Moser recorded the sessions with the winged contributors, edited them and arranged the songs for acoustic and electronic instruments and for big band and solo piano. Moser and CBB have been playing the various tracks on “Birdsongs” at their gigs around New York City. Ultimately, Moser states that she wants the songs “to have a healing effect on those who listen.” She continues, “Our world is overrun with all kinds of sounds that are not always good for your health…I wanted this recording to be a respite from that so that those who listen can feel relieved from their daily stress and feel refreshed and positive.”
“If You’ll Call Me, Then I’ll Call You” by Diane Moser
The song begins with a playful exchange between woodwind and piano. Based on the song of the American Robin, the lilting lines of the track continue in a back and forth dynamic until almost two minutes in, when the bass underscores the now-frantic piano and woodwind parts. To many listeners, it will call to mind the way some bird species bob from branch to branch. All the while, the birds’ actual songs are replicated with the woodwind, and somehow, the sound of flapping wings appears to have been re-created, too.
The song is fun, with listeners trying to match instrument sounds to bird behavior and songs.
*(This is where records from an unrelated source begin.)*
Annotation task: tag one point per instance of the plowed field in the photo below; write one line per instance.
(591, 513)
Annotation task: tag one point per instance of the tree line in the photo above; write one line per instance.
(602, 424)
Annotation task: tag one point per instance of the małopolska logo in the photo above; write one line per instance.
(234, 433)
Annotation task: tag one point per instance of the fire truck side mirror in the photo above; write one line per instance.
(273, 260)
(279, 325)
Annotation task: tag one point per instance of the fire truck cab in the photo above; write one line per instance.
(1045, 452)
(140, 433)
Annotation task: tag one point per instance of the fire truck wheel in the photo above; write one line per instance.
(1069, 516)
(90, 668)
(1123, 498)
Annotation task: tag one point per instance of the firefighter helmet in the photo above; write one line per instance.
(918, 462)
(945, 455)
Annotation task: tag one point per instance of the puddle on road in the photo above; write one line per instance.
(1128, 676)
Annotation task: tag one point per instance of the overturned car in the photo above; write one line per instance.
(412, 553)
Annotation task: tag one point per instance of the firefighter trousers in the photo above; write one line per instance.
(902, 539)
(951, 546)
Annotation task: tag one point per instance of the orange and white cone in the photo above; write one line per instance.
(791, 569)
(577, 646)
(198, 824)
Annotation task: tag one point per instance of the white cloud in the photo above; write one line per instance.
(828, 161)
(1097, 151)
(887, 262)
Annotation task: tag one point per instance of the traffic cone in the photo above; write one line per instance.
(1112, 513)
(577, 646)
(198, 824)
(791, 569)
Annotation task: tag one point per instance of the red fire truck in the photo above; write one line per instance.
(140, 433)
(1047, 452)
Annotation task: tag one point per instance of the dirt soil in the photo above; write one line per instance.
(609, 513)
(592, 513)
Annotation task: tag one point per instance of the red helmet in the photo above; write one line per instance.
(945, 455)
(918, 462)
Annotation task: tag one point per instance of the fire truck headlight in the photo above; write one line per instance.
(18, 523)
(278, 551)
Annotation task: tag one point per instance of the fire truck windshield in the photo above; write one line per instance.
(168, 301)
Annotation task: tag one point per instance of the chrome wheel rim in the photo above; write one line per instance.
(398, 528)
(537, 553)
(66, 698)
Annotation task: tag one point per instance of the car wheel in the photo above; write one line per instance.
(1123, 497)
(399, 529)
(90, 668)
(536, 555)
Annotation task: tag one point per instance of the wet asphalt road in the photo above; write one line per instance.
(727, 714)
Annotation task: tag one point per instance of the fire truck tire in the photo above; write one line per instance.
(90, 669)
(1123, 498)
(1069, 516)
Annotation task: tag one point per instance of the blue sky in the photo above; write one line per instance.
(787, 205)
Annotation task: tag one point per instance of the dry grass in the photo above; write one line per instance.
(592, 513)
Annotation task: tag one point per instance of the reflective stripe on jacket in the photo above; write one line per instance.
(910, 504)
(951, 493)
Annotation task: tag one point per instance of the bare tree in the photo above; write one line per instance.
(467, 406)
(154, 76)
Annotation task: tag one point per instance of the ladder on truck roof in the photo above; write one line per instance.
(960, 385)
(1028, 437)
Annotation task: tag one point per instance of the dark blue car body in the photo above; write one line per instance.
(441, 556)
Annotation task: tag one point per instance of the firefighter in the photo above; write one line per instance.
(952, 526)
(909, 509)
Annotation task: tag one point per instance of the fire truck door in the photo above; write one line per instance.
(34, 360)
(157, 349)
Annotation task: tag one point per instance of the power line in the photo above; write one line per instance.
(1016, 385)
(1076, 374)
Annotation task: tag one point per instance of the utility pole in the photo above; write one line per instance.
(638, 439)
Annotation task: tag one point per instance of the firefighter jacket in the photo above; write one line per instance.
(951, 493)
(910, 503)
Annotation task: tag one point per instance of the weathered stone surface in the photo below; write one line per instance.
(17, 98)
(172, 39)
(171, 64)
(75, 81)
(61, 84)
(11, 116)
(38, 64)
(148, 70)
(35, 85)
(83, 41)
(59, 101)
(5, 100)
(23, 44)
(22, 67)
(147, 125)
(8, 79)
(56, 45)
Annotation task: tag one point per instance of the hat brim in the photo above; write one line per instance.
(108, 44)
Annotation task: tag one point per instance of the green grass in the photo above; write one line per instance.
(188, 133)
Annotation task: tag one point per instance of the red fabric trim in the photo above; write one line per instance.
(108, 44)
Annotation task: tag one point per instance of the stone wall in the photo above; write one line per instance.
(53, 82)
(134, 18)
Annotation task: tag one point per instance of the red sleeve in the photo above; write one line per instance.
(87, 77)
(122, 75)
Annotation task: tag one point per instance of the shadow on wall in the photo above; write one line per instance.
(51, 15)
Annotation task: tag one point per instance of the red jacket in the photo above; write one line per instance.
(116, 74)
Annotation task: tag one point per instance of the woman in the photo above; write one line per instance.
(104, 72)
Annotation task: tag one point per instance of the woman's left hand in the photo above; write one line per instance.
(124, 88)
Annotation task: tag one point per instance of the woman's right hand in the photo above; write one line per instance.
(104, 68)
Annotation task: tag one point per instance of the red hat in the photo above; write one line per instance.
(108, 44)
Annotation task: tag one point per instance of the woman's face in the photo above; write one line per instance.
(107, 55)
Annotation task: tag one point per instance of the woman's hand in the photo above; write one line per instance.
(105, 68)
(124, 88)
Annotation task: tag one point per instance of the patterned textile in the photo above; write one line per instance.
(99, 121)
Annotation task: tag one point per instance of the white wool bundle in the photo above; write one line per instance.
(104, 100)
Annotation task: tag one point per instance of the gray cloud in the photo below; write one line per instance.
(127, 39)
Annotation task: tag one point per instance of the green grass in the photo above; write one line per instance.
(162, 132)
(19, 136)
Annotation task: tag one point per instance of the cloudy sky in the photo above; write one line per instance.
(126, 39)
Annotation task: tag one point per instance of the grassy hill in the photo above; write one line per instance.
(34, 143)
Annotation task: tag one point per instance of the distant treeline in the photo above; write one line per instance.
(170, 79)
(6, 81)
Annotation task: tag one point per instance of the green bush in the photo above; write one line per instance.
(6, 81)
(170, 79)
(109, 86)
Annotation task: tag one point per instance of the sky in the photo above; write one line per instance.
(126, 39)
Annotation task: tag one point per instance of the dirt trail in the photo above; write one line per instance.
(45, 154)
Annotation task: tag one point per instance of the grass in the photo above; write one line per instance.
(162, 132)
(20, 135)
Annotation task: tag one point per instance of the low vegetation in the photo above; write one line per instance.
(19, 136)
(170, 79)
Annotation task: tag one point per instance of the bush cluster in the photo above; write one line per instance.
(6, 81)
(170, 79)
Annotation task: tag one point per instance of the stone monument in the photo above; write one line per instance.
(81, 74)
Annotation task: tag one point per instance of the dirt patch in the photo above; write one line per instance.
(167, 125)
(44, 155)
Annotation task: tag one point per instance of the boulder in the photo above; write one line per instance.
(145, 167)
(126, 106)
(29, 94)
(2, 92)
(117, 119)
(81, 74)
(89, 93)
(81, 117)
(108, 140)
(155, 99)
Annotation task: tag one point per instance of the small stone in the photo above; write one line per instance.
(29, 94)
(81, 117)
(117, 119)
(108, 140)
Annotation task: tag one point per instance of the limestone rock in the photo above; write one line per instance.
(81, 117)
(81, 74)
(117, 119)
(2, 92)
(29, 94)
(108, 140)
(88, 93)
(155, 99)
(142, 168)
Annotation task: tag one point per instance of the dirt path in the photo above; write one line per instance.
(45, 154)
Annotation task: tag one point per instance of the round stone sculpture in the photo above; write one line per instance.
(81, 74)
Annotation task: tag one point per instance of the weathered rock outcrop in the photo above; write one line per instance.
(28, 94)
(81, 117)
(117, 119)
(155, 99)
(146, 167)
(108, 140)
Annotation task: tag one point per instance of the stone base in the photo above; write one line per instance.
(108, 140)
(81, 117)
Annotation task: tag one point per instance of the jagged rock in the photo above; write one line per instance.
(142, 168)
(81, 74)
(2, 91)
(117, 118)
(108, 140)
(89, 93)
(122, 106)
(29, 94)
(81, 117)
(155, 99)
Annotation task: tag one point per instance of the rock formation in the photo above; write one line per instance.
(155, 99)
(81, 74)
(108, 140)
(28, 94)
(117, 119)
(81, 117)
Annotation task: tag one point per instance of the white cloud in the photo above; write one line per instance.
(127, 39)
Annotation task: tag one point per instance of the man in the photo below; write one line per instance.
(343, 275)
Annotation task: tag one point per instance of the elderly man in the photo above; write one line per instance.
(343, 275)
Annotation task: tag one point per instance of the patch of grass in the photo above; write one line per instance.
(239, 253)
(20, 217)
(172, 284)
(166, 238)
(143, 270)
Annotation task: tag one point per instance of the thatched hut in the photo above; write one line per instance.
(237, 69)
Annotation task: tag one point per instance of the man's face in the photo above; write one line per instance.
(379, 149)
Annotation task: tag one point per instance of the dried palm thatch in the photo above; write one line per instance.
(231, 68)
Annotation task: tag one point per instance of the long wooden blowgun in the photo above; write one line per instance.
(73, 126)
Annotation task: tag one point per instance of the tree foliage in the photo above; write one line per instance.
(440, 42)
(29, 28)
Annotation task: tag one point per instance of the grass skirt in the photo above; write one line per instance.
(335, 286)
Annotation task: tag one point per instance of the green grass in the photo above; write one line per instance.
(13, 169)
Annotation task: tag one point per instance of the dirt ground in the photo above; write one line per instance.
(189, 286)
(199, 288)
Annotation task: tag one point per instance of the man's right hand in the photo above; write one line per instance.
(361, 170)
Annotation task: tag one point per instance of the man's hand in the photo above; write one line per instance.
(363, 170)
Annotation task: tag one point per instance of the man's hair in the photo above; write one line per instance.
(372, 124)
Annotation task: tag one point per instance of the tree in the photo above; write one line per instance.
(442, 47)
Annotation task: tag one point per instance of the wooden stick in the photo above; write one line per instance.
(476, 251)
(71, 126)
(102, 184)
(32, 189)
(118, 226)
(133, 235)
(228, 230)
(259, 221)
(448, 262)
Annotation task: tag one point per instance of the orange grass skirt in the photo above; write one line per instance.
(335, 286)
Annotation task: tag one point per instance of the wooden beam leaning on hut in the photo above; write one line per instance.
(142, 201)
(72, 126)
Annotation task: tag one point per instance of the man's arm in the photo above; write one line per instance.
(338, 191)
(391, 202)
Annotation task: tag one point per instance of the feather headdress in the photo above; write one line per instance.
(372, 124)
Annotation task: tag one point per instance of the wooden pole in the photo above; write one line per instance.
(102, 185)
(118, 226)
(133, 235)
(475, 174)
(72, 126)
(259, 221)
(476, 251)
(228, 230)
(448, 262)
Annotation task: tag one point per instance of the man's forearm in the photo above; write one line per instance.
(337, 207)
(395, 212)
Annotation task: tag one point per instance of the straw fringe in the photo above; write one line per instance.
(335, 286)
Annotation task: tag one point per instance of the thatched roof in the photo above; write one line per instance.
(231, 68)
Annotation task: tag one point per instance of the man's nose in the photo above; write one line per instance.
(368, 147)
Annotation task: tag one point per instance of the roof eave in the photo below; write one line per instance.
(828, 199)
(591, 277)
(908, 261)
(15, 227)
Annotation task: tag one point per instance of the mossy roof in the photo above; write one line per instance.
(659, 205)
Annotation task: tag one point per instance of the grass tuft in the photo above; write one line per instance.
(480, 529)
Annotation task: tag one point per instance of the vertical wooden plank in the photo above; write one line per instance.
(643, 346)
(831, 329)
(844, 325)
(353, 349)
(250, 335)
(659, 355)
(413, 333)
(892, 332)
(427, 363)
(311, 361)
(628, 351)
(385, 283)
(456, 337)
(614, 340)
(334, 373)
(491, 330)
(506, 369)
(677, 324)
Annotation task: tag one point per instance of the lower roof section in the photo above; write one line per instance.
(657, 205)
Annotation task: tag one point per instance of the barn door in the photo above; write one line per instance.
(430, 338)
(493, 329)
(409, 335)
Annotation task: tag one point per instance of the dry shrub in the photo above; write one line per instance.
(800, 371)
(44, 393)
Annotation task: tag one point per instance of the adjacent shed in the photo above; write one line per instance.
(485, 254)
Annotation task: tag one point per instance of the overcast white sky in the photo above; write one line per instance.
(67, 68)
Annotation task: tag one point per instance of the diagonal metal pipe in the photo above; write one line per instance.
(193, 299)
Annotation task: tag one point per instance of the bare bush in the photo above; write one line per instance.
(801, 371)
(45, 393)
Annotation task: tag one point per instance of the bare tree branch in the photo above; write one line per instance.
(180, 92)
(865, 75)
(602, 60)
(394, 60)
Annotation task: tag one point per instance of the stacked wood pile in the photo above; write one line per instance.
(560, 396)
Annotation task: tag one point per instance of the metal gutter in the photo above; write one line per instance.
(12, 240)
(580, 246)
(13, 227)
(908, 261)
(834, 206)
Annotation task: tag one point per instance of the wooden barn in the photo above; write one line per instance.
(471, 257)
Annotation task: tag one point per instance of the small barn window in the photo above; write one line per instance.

But the arrangement of sounds never allows audiences to forget that they are, in fact, listening to jazz.
“When Birds Dream” by Diane Moser
Pretty is the word that comes to mind. The gentle pulses in the piano’s lyricism remind listeners of the way birds take flight and propel themselves ever higher. The piano is showcased here, so the overall sound is quiet, gentle. Not to be too literal, but it does help to regard the song’s title as its theme. The track’s hushed atmosphere invites audiences to consider what birds dream about. One possible answer is they dream of flying with abandon or stopping to rest and being undisturbed either way.
Moser and Composers Big Band remind audiences to marvel at nature and enjoy the ways in which jazz can be used to express a variety of aspects of the human experience.